26 Mar 2018
The Indian government’s controversial programme aimed at cracking down on black money has created hardship for some communities, a Singaporean government minister said.
Singaporean education minister Ong Ye Kung made reference to the demonitisation programmenin a speech on India’s changing financial landscape.
“A major and rather unorthodox step taken by the Indian government was the demonetisation of certain currency denominations,” he said, “While this has led to some hardship and disruption – particularly amongst the rural community where most transactions are cash-based – it has helped to accelerate the digitisation of financial services in India.”
Separately, he urged the two countries to strengthen banking and fintech ties.
The development of fintech has already ignited new frontiers for cooperation between both jurisdictions.
This includes Singapore’s key domestic payment system operators NETs working towards establishing a payment linkage with the National Payment Corporation of India.
In addition, Singapore is working with the state governments of Andhra Pradesh and Maharashtra to boost innovation cooperation and blockchain technologies, including cross border payments, he explained.
Singaporean banks could also reach out to underserved communities in India, particularly through digital platforms.

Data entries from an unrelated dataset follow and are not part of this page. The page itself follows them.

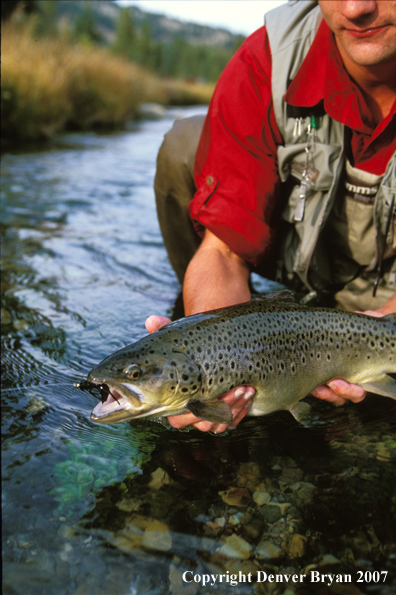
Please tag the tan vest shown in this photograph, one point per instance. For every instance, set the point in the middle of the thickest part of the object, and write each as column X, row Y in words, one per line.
column 305, row 257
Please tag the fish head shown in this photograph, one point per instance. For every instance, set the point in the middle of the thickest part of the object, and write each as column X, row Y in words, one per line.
column 144, row 380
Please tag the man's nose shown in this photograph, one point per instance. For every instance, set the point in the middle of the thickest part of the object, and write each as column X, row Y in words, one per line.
column 355, row 9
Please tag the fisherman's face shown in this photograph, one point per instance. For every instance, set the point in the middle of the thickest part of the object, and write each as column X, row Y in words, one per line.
column 365, row 30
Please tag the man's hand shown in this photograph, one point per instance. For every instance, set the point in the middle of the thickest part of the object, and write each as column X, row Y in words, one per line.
column 239, row 399
column 339, row 391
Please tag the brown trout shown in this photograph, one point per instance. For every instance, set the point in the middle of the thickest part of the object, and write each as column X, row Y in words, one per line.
column 281, row 348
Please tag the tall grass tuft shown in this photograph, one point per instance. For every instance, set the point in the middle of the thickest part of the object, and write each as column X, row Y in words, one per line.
column 50, row 85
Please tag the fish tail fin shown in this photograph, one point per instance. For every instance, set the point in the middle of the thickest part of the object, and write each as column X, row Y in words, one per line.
column 383, row 385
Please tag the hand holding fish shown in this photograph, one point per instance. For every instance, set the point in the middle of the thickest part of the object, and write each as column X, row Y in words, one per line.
column 203, row 364
column 239, row 399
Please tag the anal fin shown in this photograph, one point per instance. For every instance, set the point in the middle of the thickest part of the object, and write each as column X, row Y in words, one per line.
column 214, row 411
column 383, row 385
column 301, row 412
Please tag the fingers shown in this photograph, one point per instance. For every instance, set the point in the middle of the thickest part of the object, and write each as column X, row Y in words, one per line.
column 239, row 399
column 154, row 323
column 339, row 391
column 374, row 313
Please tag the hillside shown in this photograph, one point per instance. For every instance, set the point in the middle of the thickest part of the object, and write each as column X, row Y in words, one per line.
column 163, row 29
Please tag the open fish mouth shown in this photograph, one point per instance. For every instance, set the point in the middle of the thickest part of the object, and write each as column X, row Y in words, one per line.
column 117, row 402
column 114, row 403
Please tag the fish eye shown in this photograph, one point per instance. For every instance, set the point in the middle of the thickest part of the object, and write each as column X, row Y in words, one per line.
column 133, row 371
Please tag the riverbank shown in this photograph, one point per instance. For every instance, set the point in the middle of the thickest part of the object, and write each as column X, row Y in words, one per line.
column 50, row 85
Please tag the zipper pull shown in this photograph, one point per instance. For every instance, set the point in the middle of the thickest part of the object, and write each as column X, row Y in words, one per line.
column 299, row 214
column 297, row 130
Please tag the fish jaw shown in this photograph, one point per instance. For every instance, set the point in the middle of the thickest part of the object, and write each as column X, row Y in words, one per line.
column 126, row 402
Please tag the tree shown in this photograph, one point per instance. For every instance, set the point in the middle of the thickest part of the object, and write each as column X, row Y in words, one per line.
column 125, row 34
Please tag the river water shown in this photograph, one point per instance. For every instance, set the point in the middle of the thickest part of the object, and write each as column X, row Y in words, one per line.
column 138, row 508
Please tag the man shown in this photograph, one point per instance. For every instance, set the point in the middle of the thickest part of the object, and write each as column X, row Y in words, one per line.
column 294, row 173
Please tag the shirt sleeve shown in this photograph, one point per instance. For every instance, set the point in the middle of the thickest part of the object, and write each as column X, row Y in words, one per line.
column 236, row 168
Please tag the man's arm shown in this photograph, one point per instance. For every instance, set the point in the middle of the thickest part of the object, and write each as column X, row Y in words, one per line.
column 215, row 277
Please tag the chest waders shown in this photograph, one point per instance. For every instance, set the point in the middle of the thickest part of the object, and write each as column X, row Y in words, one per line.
column 304, row 256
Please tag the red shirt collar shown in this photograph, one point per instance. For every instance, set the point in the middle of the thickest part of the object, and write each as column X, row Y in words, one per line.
column 322, row 77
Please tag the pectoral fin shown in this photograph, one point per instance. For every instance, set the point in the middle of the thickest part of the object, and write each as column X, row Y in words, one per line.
column 384, row 385
column 301, row 412
column 214, row 411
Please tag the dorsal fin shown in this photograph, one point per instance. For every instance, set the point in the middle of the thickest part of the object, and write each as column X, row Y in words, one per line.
column 283, row 295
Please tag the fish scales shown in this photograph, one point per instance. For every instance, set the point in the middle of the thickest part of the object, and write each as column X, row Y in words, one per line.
column 282, row 349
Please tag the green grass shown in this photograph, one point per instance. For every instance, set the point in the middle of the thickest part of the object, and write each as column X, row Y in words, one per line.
column 50, row 85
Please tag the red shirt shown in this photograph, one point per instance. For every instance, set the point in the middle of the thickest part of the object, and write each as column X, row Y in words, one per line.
column 236, row 168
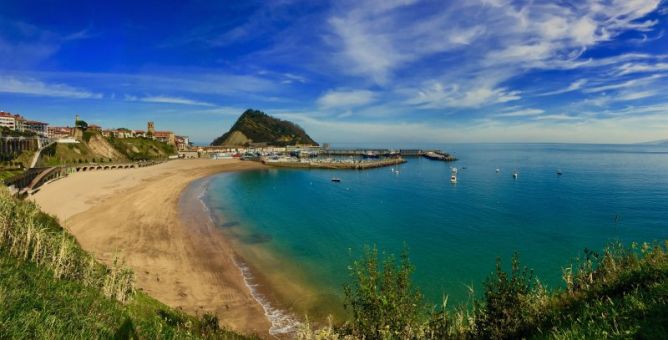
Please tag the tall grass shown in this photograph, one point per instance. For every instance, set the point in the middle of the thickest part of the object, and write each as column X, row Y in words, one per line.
column 31, row 235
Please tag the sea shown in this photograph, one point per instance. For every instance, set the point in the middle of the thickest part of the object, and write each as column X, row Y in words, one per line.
column 299, row 231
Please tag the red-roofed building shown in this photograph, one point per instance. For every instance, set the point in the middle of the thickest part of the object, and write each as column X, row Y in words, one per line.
column 34, row 126
column 165, row 137
column 58, row 132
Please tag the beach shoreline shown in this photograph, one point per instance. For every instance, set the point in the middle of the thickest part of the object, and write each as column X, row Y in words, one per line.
column 177, row 257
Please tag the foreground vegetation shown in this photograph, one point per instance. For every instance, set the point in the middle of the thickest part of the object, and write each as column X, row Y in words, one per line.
column 51, row 288
column 621, row 293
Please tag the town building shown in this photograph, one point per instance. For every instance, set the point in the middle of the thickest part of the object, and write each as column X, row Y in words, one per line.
column 7, row 120
column 36, row 127
column 165, row 137
column 182, row 143
column 57, row 132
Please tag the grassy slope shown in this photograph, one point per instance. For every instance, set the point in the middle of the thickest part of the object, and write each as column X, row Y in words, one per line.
column 621, row 292
column 133, row 149
column 59, row 154
column 142, row 148
column 51, row 288
column 9, row 173
column 36, row 305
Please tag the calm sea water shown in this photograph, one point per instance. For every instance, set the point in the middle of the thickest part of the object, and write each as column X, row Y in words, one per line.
column 454, row 232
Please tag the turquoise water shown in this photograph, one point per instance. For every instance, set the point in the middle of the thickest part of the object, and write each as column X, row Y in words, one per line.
column 454, row 232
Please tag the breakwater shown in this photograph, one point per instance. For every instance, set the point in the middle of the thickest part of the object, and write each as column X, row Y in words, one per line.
column 334, row 164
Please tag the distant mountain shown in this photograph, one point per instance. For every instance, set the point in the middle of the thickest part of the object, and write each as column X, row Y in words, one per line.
column 258, row 127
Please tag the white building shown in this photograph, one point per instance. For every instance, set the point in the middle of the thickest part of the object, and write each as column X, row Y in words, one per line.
column 7, row 120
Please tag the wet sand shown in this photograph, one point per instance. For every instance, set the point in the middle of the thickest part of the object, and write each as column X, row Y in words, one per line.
column 177, row 258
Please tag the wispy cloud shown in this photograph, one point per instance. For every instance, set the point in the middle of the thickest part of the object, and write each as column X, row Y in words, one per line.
column 574, row 86
column 167, row 100
column 437, row 96
column 34, row 87
column 345, row 99
column 521, row 113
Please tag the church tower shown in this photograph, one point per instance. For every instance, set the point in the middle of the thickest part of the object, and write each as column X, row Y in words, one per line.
column 150, row 128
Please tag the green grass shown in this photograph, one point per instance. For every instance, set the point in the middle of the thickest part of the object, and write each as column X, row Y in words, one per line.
column 38, row 306
column 69, row 154
column 9, row 173
column 137, row 149
column 621, row 292
column 51, row 288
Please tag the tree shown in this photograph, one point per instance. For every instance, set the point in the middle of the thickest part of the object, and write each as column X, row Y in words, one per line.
column 382, row 299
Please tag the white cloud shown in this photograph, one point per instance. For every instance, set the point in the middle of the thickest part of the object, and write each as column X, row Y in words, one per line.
column 436, row 95
column 625, row 84
column 521, row 113
column 574, row 86
column 346, row 99
column 629, row 68
column 635, row 124
column 31, row 86
column 167, row 100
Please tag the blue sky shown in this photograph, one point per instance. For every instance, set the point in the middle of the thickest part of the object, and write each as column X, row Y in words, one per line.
column 381, row 71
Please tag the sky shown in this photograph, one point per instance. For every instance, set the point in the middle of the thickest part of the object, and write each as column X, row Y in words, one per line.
column 380, row 71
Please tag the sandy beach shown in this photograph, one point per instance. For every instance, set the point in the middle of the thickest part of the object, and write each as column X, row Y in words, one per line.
column 135, row 213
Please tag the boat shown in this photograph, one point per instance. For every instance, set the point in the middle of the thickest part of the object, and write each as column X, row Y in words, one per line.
column 370, row 155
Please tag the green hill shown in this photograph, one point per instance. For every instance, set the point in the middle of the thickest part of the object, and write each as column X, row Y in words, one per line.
column 50, row 288
column 255, row 126
column 96, row 148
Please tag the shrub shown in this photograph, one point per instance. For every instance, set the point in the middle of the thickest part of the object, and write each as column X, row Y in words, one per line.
column 382, row 299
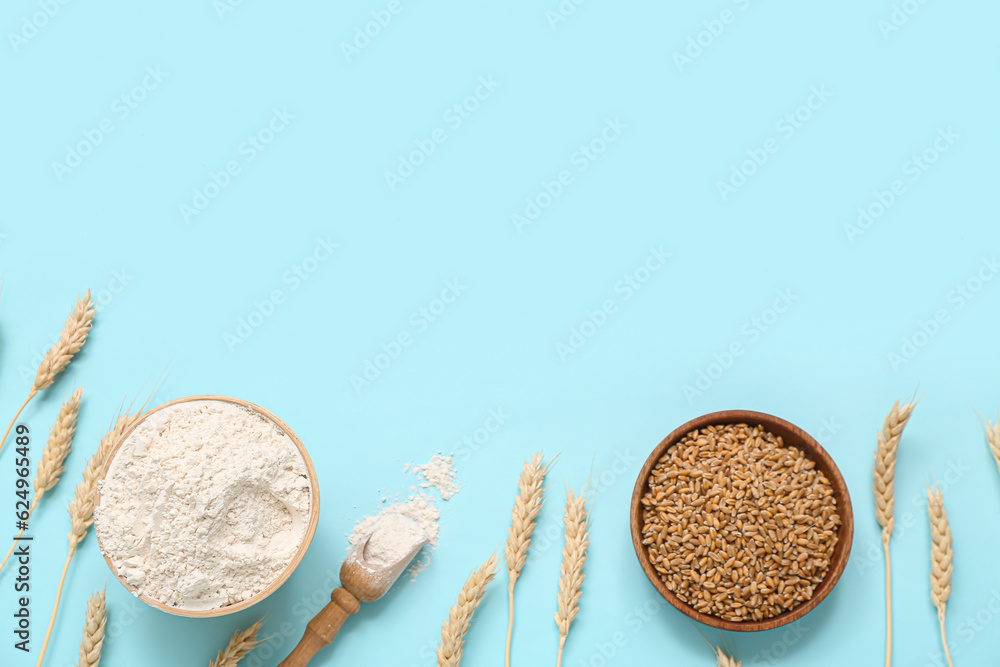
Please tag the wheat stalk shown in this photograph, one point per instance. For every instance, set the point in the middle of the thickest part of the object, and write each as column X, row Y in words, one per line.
column 527, row 505
column 50, row 466
column 74, row 335
column 941, row 559
column 454, row 629
column 93, row 631
column 81, row 508
column 574, row 558
column 884, row 474
column 726, row 660
column 239, row 646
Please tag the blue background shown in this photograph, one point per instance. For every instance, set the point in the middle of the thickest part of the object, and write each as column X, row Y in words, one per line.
column 175, row 285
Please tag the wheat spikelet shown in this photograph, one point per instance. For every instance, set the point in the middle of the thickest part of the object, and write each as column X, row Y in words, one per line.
column 81, row 508
column 993, row 439
column 56, row 450
column 941, row 558
column 885, row 464
column 74, row 335
column 574, row 558
column 884, row 474
column 93, row 631
column 527, row 505
column 454, row 629
column 725, row 660
column 50, row 466
column 239, row 646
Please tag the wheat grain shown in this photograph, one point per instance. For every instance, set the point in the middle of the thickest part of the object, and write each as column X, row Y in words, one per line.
column 242, row 643
column 50, row 465
column 737, row 524
column 93, row 631
column 942, row 556
column 527, row 505
column 74, row 335
column 884, row 487
column 460, row 617
column 725, row 660
column 571, row 573
column 81, row 507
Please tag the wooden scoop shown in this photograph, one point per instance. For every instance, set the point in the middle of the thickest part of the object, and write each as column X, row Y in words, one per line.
column 361, row 580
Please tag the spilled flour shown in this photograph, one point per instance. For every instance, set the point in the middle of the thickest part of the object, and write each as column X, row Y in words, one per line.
column 392, row 534
column 204, row 505
column 439, row 473
column 419, row 508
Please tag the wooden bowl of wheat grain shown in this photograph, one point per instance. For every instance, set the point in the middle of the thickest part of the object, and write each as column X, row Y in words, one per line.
column 310, row 530
column 791, row 436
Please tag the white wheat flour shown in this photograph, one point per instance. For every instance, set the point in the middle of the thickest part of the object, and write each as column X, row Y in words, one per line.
column 205, row 505
column 394, row 537
column 420, row 508
column 439, row 473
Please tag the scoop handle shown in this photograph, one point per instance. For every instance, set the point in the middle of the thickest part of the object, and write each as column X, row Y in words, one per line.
column 323, row 628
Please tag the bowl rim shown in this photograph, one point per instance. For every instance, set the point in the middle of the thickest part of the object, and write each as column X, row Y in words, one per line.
column 299, row 554
column 814, row 451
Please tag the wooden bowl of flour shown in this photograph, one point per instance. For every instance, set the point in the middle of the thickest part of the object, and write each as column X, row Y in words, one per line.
column 310, row 527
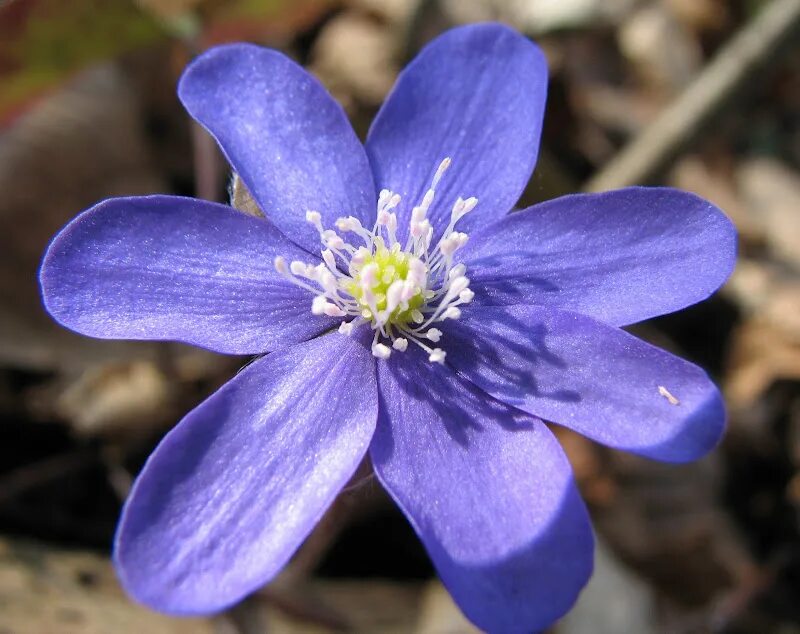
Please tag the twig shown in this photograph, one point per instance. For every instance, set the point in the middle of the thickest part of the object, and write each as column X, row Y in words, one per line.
column 31, row 476
column 651, row 150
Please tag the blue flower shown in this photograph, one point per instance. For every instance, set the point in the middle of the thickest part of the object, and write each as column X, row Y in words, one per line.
column 408, row 316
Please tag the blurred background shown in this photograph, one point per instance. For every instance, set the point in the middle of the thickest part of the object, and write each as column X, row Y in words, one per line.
column 698, row 94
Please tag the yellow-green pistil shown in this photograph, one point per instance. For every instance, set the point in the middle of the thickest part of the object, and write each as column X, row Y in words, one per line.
column 400, row 291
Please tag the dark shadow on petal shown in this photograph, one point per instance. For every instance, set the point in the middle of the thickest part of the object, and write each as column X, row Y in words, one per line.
column 430, row 383
column 495, row 285
column 513, row 374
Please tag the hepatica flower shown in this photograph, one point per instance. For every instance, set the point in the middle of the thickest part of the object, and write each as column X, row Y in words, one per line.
column 407, row 316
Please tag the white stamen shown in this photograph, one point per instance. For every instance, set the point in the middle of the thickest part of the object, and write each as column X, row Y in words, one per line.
column 399, row 290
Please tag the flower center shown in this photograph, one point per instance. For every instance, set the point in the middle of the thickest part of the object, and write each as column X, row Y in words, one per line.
column 401, row 291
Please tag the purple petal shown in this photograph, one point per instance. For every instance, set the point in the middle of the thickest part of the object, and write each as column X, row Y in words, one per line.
column 290, row 142
column 475, row 94
column 163, row 267
column 233, row 490
column 620, row 257
column 489, row 492
column 588, row 376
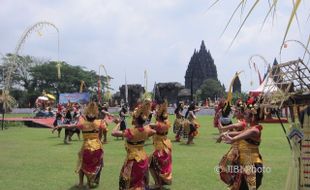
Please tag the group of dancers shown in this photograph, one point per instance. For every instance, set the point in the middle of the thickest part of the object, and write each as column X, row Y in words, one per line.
column 241, row 168
column 137, row 166
column 244, row 137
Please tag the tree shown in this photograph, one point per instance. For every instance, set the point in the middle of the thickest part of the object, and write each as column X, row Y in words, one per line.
column 44, row 77
column 210, row 88
column 21, row 77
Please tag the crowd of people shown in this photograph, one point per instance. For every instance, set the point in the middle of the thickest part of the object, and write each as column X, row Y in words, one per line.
column 244, row 137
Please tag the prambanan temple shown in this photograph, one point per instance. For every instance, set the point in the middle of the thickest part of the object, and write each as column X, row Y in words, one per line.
column 200, row 68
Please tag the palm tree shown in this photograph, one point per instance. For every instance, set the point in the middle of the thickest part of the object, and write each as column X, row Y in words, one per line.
column 271, row 12
column 7, row 102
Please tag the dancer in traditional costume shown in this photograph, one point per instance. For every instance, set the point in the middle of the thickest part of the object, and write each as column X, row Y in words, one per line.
column 231, row 159
column 134, row 173
column 90, row 161
column 104, row 115
column 250, row 161
column 191, row 125
column 222, row 112
column 178, row 122
column 123, row 114
column 161, row 159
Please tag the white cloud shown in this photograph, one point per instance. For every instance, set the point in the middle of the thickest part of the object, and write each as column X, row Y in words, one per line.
column 159, row 36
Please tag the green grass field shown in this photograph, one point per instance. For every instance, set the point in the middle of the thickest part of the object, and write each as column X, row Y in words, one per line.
column 34, row 158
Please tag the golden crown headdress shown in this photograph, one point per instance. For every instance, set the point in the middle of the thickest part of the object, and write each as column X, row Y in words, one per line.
column 91, row 110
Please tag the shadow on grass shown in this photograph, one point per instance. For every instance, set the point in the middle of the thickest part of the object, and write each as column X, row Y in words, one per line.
column 76, row 187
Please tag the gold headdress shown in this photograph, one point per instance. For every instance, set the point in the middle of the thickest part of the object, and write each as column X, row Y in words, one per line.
column 91, row 110
column 162, row 111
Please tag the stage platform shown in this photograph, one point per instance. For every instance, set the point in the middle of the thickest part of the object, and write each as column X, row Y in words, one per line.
column 46, row 122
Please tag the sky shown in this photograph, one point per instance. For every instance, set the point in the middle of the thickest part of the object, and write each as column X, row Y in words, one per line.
column 129, row 37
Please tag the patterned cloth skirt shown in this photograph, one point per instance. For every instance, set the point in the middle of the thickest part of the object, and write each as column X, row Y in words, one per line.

“For example, in 2016, DBS launched Digibank, a mobile-only bank in India. Digibank has no physical branches and utilises a suite of biometrics and AI technologies to provide digital banking services to consumers.
“In less than two years, more than 1.5 million customers have signed up for Digibank, and the customer base is expected to grow to five million by 2021.”
Singapore, like other regulators, is seeking to establish a fintech-friendly regulatory environment to encourage innovation and growth in the sector.
This includes the creation of a regulatory sandbox to facilitate live experimentation of new ideas.
“These may be in the form of untested technology or unconventional business models,” he explained, “within the sandbox, some regulations are suspended for the FinTech firm, for a stipulated period.
“This is a useful time-out, for them to test their ideas in a contained environment, with access to a limited pool of actual customers.”